= Harmen Jansen Knickerbocker =

Colonial Dutch colonist (1648–1720)

Harmen Jansen Knickerbocker (c. 1648 - c. 1720) was a Dutch colonist associated with the settlements of Albany (formerly Beverwyck and Fort Orange), Schaghticoke, Red Hook and Tivoli and in New Netherland.

==Surname and Dutch Origins==
It appears to be the case that he never used the surname Knickerbocker, as we know it, during his own lifetime; that he went by a variety of surnames including Van Bommel, and the variety of forms that would evolve into Knickerbacker towards the end of his life, and Knickerbocker after his death. Very occasionally the name Van Wye or Van Wijhe appears as part of the evolving name, or in addition to it, and Van Alstyne says this indicates he came from Wijhe.

Knickerbocker 'probably arrived in New Netherland/New York sometime in 1674 during the brief re-occupation of the colony by the Dutch in the third Dutch-Anglo War. First addressed as Van Bommel in Albany City records, it is fairly certain that he came from the general region called Bomlerswardt, lying between the Dutch fortified towns of Bommel-Zoutbommel and Maas Bommel.' If, indeed, Knickerbocker did come to the colony from the Bommel area, then it is much less clear why he's twice identified as being 'Van Wijhe"; perhaps, he'd lived in the tiny village of Wijhe, in Overijssel province, as well; perhaps, as some family historians claim, his family roots are associated with the village and a family of minor nobility originating there.

Historians associated with Castle Wijenburg, a Wijhe family holding in Echteld, Netherlands, have observed, "In the USA, the family Knickerbocker circulates a pedigree in which they (possibly) descend from Roelof van Wijhe of the Arnhem van Wijhe branch. We have not found any evidence for this. In this Knickerbocker family tree Roelof van Wijhe has a son Johannes van Wijhe (van Bommel) who married Jannetje Jansen from Masterlandt. Their son was Harmen Jansen van Wye (or Wijhe) who arrived in the USA in 1674 and in 1682 signed a contract with the name "van Wyekycback". This name then became Knickerbocker in America." In 2016 castle historians indicated they've been researching the history of both the castle and the family for more than a decade and state: " Roelof had two daughters but we've never found any proof for a son" and "We have never found any proof for a link between the Knickerbocker family and the Van Wijhes from Echteld."

==Family==
Harmen married Elizabeth Bogaert, the daughter of Jan Bogaert and Cornelia Everts of Harlem, New York. Before 1682, Harmen settled near what is now Albany, New York, and there in 1704 he bought through Harnie Gansevoort one-fourth of the land in Dutchess County near Red Hook, New York, which had been patented in 1688 to Pieter Schuyler.

In 1722, Schuyler deeded seven (of thirteen) lots in the upper fourth of his patent to the seven children of Knickerbacker. The eldest of these children, Johannes Harmensen, received from the common council of the city of Albany a grant of 50 acre of meadow and some acres of upland on the south side of Schaghticoke Creek. This Schaghticoke estate was held by Johannes Harmensen's son Johannes (1723–1802), a colonel in the Continental Army in the War of Independence, and by his son Herman, (1779–1855), a lawyer, a Federalist Party (United States) representative in Congress in 1809-1811, a member of the New York Assembly in 1816, and a famous gentleman of the old school, who for his courtly hospitality in his manor was called the "prince of Schaghticoke," and whose name was borrowed by Washington Irving for use in his (Diedrich) Knickerbocker's History of New York (1809).

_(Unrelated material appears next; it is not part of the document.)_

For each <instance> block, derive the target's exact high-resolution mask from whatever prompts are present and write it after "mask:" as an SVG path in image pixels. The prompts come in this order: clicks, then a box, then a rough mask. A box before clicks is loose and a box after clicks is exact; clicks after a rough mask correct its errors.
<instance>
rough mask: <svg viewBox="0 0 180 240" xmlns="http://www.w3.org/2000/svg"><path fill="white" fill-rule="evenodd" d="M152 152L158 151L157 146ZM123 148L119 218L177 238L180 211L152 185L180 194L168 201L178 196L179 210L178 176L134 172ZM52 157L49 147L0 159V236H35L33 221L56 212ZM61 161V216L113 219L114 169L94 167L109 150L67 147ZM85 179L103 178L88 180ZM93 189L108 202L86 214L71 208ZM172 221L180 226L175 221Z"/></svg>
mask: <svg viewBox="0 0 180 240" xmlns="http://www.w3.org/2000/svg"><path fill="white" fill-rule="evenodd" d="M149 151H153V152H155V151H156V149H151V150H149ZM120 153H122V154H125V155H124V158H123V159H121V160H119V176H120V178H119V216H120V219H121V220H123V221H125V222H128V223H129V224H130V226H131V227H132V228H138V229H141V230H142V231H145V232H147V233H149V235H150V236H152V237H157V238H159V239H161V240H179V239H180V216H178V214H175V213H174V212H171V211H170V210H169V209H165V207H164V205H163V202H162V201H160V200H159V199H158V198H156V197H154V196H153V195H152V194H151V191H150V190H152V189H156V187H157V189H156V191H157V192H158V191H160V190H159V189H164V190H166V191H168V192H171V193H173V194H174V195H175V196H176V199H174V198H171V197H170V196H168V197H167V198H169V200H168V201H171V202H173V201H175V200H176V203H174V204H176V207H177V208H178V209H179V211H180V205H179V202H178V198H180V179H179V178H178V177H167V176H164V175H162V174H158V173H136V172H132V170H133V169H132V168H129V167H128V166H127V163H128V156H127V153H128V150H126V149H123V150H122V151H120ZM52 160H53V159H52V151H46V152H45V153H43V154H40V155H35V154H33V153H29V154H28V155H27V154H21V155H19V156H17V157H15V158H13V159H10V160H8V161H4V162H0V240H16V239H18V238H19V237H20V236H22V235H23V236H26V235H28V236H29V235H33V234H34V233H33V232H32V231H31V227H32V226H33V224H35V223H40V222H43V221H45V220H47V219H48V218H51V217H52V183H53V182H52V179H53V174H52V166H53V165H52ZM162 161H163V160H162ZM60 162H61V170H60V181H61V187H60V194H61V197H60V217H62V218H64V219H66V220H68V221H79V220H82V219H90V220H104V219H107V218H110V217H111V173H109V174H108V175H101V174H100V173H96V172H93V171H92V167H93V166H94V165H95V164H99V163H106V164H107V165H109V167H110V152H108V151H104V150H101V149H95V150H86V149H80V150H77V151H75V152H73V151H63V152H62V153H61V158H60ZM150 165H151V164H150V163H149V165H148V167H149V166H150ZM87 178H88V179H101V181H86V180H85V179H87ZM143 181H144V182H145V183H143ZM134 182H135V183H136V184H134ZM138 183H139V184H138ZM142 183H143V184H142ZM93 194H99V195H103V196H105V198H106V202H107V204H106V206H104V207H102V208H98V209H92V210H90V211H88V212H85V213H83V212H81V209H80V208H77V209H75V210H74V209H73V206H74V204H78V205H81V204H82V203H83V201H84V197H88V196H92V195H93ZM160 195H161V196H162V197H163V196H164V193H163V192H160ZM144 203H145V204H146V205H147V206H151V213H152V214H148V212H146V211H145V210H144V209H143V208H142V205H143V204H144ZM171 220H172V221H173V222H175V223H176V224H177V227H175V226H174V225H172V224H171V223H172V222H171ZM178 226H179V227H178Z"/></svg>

Largely owing to Irving's book, the name Knickerbacker/Knickerbocker has passed into current use as a designation of the early Dutch settlers in New York and their descendants. Herman's son David Buel Knickerbacker (1833–1894), who maintained the original spelling of the family name, graduated at Trinity College in 1853 and at the General Theological Seminary in 1856. He was a rector for many years at Minneapolis, Minnesota, and in 1883 was consecrated Protestant Episcopal bishop of Indiana.